Os Mahatmas teosóficos – H.P.Blavatsky
É com sincero e profundo pesar – embora sem surpresa, preparado como estou há anos para tais declarações – que li no “Occult Word” de Rochester, editado pela Sra. J. Cables, a dedicada presidente da S.T. daquele lugar, seu editorial conjunto com o Sr. W. T. Brown. Essa repentina reviravolta de sentimento é talvez bastante natural na senhora, pois ela nunca teve as oportunidades dadas a ela como o Sr. Brown as teve; e seu sentimento quando ela escreve que depois de “um grande desejo … de ser colocado em comunicação com os Mahatmas Teosóficos nós (eles) chegamos à conclusão de que é inútil esforçar os olhos psíquicos em direção ao Himalaia …” é inegavelmente compartilhado por muitos teosofistas. Se as reclamações são justificadas, e também se a culpa é dos “Mahatmas” ou dos próprios teosofistas, é uma questão que ainda está por ser resolvida. Tem sido um caso pendente por vários anos e terá que ser decidido agora, pois os dois queixosos declaram sobre suas assinaturas que “nós (eles) não precisamos correr atrás dos místicos orientais, que negam sua capacidade de nos ajudar“. Essa última frase, em itálico, precisa ser seriamente examinada. Peço o privilégio de fazer algumas observações sobre isso.

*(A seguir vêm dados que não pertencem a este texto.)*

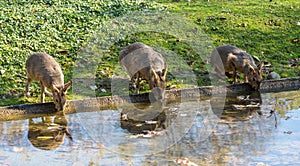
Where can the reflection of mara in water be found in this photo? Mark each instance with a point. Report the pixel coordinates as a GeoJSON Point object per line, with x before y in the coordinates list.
{"type": "Point", "coordinates": [205, 132]}
{"type": "Point", "coordinates": [143, 118]}
{"type": "Point", "coordinates": [48, 132]}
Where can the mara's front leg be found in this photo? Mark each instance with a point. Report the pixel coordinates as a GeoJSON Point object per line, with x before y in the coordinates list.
{"type": "Point", "coordinates": [43, 89]}
{"type": "Point", "coordinates": [27, 94]}
{"type": "Point", "coordinates": [234, 75]}
{"type": "Point", "coordinates": [137, 86]}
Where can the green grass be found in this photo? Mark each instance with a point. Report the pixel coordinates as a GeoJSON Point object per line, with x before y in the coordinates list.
{"type": "Point", "coordinates": [268, 30]}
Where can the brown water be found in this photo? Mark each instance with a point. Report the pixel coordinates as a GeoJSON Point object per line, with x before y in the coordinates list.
{"type": "Point", "coordinates": [253, 129]}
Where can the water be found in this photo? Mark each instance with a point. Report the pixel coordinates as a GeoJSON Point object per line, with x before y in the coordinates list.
{"type": "Point", "coordinates": [252, 129]}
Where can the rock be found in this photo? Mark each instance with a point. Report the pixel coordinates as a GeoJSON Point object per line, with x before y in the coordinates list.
{"type": "Point", "coordinates": [273, 75]}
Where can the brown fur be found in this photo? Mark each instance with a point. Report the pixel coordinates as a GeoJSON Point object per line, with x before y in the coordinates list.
{"type": "Point", "coordinates": [142, 62]}
{"type": "Point", "coordinates": [42, 68]}
{"type": "Point", "coordinates": [229, 58]}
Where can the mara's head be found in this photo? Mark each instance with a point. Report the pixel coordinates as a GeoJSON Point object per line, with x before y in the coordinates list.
{"type": "Point", "coordinates": [158, 83]}
{"type": "Point", "coordinates": [60, 96]}
{"type": "Point", "coordinates": [255, 75]}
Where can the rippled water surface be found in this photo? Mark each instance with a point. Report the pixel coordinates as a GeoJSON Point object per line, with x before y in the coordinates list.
{"type": "Point", "coordinates": [253, 129]}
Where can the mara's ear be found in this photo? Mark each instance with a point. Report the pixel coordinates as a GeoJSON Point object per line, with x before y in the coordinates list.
{"type": "Point", "coordinates": [54, 88]}
{"type": "Point", "coordinates": [153, 73]}
{"type": "Point", "coordinates": [164, 71]}
{"type": "Point", "coordinates": [260, 66]}
{"type": "Point", "coordinates": [67, 86]}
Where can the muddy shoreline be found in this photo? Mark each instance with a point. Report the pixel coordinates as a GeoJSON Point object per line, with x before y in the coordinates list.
{"type": "Point", "coordinates": [25, 111]}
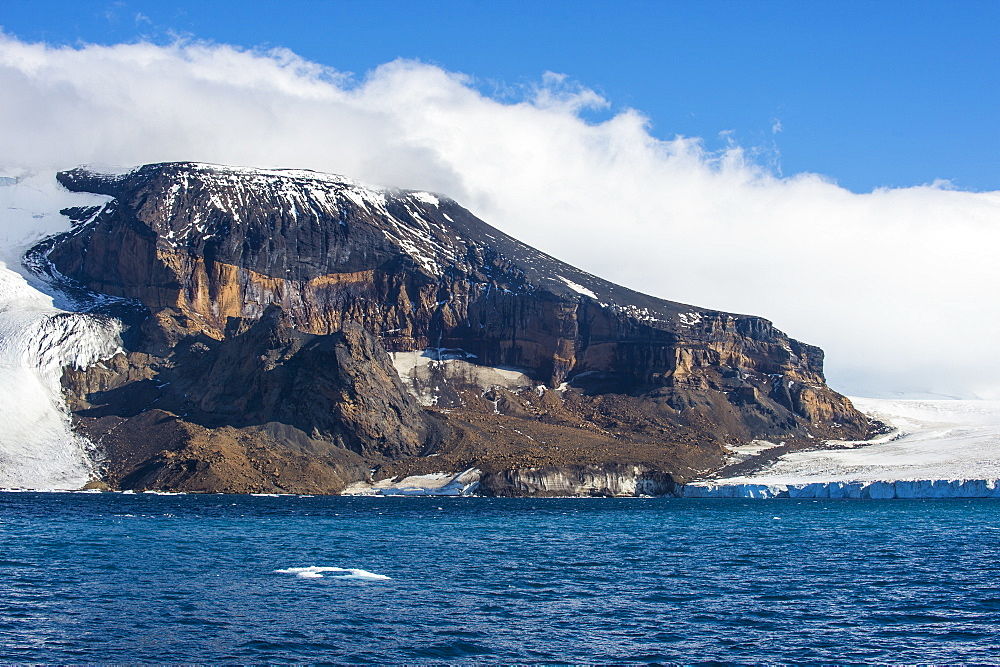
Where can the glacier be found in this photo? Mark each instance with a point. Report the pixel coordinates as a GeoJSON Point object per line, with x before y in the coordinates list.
{"type": "Point", "coordinates": [38, 448]}
{"type": "Point", "coordinates": [939, 449]}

Para começar, o tom de todo o artigo é o de um verdadeiro manifesto. Resumido e extirpados de sua exuberância de expressões bíblicas, chega-se a esta declaração parafraseada: “batemos à porta deles e eles não nos responderam; rezamos por pão, eles nos negaram até mesmo uma pedra”. A acusação é bastante séria; no entanto, que não é nem justa nem razoável, é o que eu me proponho mostrar.
Como eu fui a primeira nos Estados Unidos a trazer a existência de nossos Mestres à público e, tendo exposto os nomes santos de dois membros de uma Irmandade até então desconhecida da Europa e da América (salvo para alguns místicos e Iniciados de todas as épocas), no entanto sagrados e reverenciados em todo o Oriente, e especialmente na Índia, causando especulação e curiosidade vulgar em torno desses nomes abençoados e, por fim, levando a uma reprimenda pública, acredito ser meu dever contradizer a adequação desses últimos explicando toda a situação, pois me sinto a principal culpada. Pode fazer bem a alguns, talvez, e interessará a outros.

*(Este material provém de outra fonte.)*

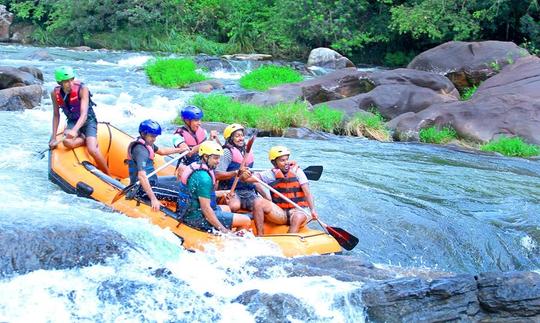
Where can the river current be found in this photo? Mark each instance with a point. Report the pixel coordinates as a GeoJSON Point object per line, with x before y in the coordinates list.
{"type": "Point", "coordinates": [412, 205]}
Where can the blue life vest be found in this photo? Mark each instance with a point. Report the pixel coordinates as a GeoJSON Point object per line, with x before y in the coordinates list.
{"type": "Point", "coordinates": [183, 206]}
{"type": "Point", "coordinates": [132, 166]}
{"type": "Point", "coordinates": [192, 139]}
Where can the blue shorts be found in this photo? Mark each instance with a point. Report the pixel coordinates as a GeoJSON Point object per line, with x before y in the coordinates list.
{"type": "Point", "coordinates": [202, 224]}
{"type": "Point", "coordinates": [89, 128]}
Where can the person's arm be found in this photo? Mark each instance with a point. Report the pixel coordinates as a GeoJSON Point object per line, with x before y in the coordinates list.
{"type": "Point", "coordinates": [171, 150]}
{"type": "Point", "coordinates": [145, 184]}
{"type": "Point", "coordinates": [210, 215]}
{"type": "Point", "coordinates": [221, 171]}
{"type": "Point", "coordinates": [56, 120]}
{"type": "Point", "coordinates": [304, 184]}
{"type": "Point", "coordinates": [84, 98]}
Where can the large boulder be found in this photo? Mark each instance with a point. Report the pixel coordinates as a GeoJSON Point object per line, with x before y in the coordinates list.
{"type": "Point", "coordinates": [28, 248]}
{"type": "Point", "coordinates": [6, 18]}
{"type": "Point", "coordinates": [468, 63]}
{"type": "Point", "coordinates": [11, 76]}
{"type": "Point", "coordinates": [399, 91]}
{"type": "Point", "coordinates": [20, 98]}
{"type": "Point", "coordinates": [506, 104]}
{"type": "Point", "coordinates": [328, 58]}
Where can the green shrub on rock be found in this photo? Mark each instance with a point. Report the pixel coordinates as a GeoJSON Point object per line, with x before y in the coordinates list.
{"type": "Point", "coordinates": [173, 72]}
{"type": "Point", "coordinates": [268, 76]}
{"type": "Point", "coordinates": [514, 147]}
{"type": "Point", "coordinates": [435, 136]}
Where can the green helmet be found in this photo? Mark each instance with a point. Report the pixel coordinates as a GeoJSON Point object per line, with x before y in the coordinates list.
{"type": "Point", "coordinates": [64, 73]}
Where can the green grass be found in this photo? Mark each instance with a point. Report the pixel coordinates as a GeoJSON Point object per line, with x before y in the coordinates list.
{"type": "Point", "coordinates": [368, 125]}
{"type": "Point", "coordinates": [436, 136]}
{"type": "Point", "coordinates": [468, 92]}
{"type": "Point", "coordinates": [514, 147]}
{"type": "Point", "coordinates": [173, 72]}
{"type": "Point", "coordinates": [221, 108]}
{"type": "Point", "coordinates": [268, 76]}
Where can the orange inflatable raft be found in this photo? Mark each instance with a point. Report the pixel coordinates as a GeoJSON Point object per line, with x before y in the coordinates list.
{"type": "Point", "coordinates": [74, 171]}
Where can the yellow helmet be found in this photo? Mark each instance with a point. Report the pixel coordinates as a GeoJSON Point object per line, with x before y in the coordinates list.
{"type": "Point", "coordinates": [230, 129]}
{"type": "Point", "coordinates": [210, 148]}
{"type": "Point", "coordinates": [278, 151]}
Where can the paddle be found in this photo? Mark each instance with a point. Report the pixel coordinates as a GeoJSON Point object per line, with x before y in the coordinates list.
{"type": "Point", "coordinates": [131, 186]}
{"type": "Point", "coordinates": [344, 238]}
{"type": "Point", "coordinates": [313, 173]}
{"type": "Point", "coordinates": [41, 154]}
{"type": "Point", "coordinates": [243, 163]}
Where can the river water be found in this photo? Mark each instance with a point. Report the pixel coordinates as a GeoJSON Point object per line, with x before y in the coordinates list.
{"type": "Point", "coordinates": [413, 206]}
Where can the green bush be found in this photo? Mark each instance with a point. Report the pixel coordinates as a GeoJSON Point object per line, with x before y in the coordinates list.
{"type": "Point", "coordinates": [221, 108]}
{"type": "Point", "coordinates": [514, 147]}
{"type": "Point", "coordinates": [436, 136]}
{"type": "Point", "coordinates": [268, 76]}
{"type": "Point", "coordinates": [325, 119]}
{"type": "Point", "coordinates": [468, 92]}
{"type": "Point", "coordinates": [174, 72]}
{"type": "Point", "coordinates": [368, 125]}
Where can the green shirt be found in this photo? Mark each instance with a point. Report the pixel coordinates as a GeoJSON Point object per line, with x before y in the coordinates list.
{"type": "Point", "coordinates": [199, 185]}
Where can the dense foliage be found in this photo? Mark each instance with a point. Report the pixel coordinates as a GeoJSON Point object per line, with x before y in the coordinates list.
{"type": "Point", "coordinates": [268, 76]}
{"type": "Point", "coordinates": [514, 147]}
{"type": "Point", "coordinates": [437, 136]}
{"type": "Point", "coordinates": [368, 31]}
{"type": "Point", "coordinates": [276, 118]}
{"type": "Point", "coordinates": [173, 72]}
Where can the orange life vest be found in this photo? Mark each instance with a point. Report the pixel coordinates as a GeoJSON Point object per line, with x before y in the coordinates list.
{"type": "Point", "coordinates": [290, 187]}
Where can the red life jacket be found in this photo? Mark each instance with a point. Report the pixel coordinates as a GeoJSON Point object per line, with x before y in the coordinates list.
{"type": "Point", "coordinates": [72, 108]}
{"type": "Point", "coordinates": [195, 167]}
{"type": "Point", "coordinates": [290, 187]}
{"type": "Point", "coordinates": [236, 161]}
{"type": "Point", "coordinates": [192, 139]}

Não deixe ninguém pensar, contudo, que eu saio como uma campeã ou como uma defensora daqueles que muito certamente não precisam de defesa. O que pretendo, é apresentar fatos simples, e deixar depois disto a situação ser julgada por seus próprios méritos. À simples declaração de nossos irmãos e irmãs de que eles têm “vivido de cascas”, “caçando deuses estranhos” sem obter acesso, eu perguntaria, por minha vez, de modo igualmente simples: “Vocês têm certeza de ter batido na porta certa? Vocês tem certeza de não ter perdido o rumo ao parar tantas vezes em sua jornada em portas estranhas, atrás das quais estão à espera os inimigos mais ferozes daqueles que vocês estavam procurando? “Nossos Mestres não são “um deus ciumento”; eles são simplesmente mortais santos, no entanto, superiores a qualquer um neste mundo, moralmente, intelectualmente e espiritualmente. Por mais santos e avançados que sejam na ciência dos Mistérios, eles ainda são homens, membros de uma Irmandade, que são os primeiros nela a se mostrarem subservientes às suas leis e regras honradas pelo tempo. E uma das primeiras regras nela exige que aqueles que iniciam sua jornada para o Oriente, como candidatos a serem notados e favorecidos por parte daqueles que são os guardiões desses Mistérios, deveriam prosseguir pela estrada reta, sem parar em cada acostamento e caminho, procurando unir-se a outros “Mestres” e professores, muitas vezes da Ciência da Esquerda; que deveriam ter confiança e demonstrar fé e paciência, além de várias outras condições a cumprir. Falhando em tudo isso do princípio ao fim, que direito tem qualquer homem ou mulher de reclamar da responsabilidade dos Mestres em ajudá-los?
De fato, “”os Habitantes do limiar” estão dentro de nós!”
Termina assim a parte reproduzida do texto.